Catalogs are stored within workspaces. All name resolution that Warpforge performs uses the catalogs in the nearest enclosing workspace as the data source for the name resolution.

Schema

See the Catalog API Docs.

Filesystem

See Catalogs on the Filesystem.

Real world example!

One large real-world catalog we use heavily is the Warpsys catalog.

You can see this in two forms:

Tools for Working with Catalogs

Many CLI commands for working with catalogs can be found in subcommands of warpforge catalog. Creating releases and updating catalogs and syncing catalogs can all be found in subcommands.

The warpforge catalog bundle command is an important one: this maintains a workspace's catalog, ensuring that it vendors a copy of all data that's used by modules in that workspace.
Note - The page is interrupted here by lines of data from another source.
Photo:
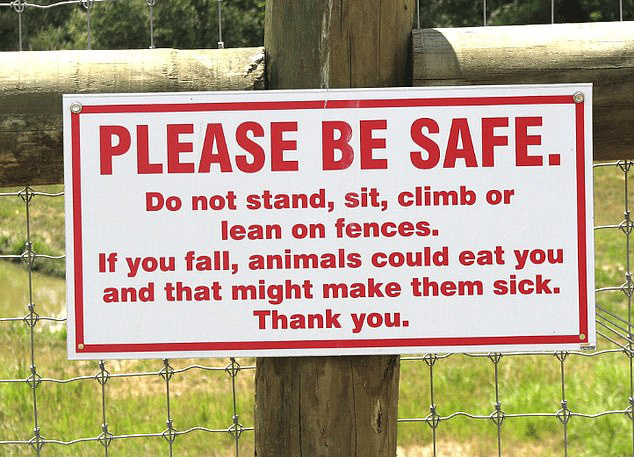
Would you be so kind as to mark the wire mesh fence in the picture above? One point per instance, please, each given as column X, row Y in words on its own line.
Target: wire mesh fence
column 612, row 395
column 569, row 403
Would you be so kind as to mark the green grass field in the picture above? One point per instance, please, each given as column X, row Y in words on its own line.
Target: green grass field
column 528, row 384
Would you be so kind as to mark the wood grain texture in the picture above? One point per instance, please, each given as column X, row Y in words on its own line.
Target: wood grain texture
column 32, row 83
column 326, row 406
column 600, row 53
column 332, row 406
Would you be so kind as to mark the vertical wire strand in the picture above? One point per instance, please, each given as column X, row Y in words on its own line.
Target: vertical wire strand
column 18, row 7
column 34, row 378
column 151, row 4
column 418, row 14
column 221, row 44
column 88, row 4
column 621, row 10
column 169, row 435
column 498, row 405
column 233, row 369
column 564, row 413
column 105, row 436
column 433, row 418
column 628, row 278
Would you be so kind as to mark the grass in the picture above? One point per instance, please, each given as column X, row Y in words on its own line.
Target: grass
column 527, row 384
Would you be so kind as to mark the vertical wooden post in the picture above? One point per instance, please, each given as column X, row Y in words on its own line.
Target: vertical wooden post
column 332, row 406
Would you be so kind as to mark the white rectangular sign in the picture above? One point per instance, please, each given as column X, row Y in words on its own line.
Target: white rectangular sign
column 323, row 222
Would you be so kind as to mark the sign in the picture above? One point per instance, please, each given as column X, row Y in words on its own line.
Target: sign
column 324, row 222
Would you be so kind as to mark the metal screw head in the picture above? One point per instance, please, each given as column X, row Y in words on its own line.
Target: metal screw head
column 578, row 97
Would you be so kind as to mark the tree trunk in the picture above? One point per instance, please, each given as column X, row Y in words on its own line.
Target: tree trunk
column 332, row 406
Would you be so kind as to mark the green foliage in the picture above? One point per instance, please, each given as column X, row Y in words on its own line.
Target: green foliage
column 190, row 24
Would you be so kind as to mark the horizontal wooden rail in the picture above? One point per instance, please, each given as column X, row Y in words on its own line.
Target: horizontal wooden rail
column 31, row 85
column 600, row 53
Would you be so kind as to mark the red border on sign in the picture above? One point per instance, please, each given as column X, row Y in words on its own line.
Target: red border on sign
column 325, row 344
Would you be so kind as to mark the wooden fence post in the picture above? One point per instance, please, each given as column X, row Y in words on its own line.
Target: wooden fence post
column 332, row 406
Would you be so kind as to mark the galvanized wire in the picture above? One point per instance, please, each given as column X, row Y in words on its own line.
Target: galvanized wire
column 612, row 327
column 19, row 6
column 35, row 438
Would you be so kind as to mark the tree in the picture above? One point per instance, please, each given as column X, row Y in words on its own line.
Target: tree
column 184, row 24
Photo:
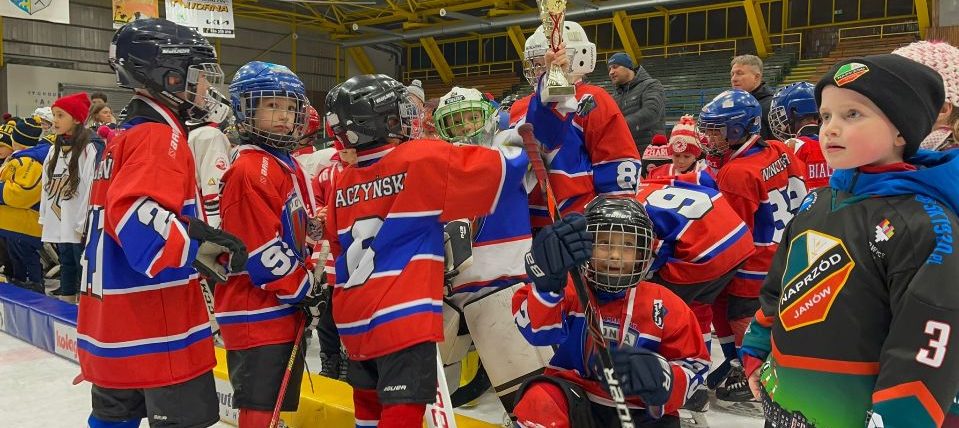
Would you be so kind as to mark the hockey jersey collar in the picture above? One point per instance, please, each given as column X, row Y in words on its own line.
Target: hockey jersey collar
column 936, row 177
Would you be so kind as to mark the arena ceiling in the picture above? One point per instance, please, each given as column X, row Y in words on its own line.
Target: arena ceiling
column 353, row 20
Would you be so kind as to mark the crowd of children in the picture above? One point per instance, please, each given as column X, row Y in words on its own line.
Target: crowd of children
column 590, row 279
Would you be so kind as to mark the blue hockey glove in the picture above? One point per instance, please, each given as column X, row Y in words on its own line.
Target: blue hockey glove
column 556, row 250
column 644, row 373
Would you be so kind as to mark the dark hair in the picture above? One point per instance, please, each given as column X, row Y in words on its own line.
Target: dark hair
column 78, row 143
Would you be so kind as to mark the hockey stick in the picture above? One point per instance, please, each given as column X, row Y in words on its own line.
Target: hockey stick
column 586, row 299
column 288, row 373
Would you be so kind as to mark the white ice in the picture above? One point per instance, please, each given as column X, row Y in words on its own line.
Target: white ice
column 36, row 391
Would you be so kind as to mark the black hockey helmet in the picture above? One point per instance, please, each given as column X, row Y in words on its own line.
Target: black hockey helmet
column 166, row 59
column 366, row 110
column 620, row 227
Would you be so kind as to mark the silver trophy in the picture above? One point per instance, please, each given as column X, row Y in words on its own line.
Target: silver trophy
column 557, row 87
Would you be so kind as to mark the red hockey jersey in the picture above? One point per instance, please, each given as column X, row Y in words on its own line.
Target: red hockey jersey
column 764, row 185
column 810, row 153
column 265, row 201
column 143, row 321
column 385, row 226
column 594, row 154
column 655, row 319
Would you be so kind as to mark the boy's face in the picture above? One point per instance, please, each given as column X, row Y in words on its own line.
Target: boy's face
column 854, row 132
column 63, row 123
column 614, row 253
column 276, row 115
column 464, row 123
column 682, row 161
Another interesting tool is warpforge catalog generate-html, which produces a static website showcasing all of a Catalog's content in a navigable way. (The website at https://catalog.warpsys.org/ is the product of this tool!)

Local-First Operation

Catalogs are meant to be local-first data structures. Name lookups use already-local catalogs; publishing releases also goes first to local catalogs, and to become globally visible, needs to later be pushed out.

Catalogs are greatly comparable to Git. As with git clone before checking, catalogs should be fetched before use. As with git commiting and subsequent pushing (or other forms of publishing), releasing into a catalog also happens locally first, and then needs to be published more globally with further actions.

Local-first operation means operations are fast (because no network latency or remote services are involved), reliable (you don't need internet in order to get work done), and also gives a lot of wiggle room: you can review and test any changes to the local catalog before publishing further into the world.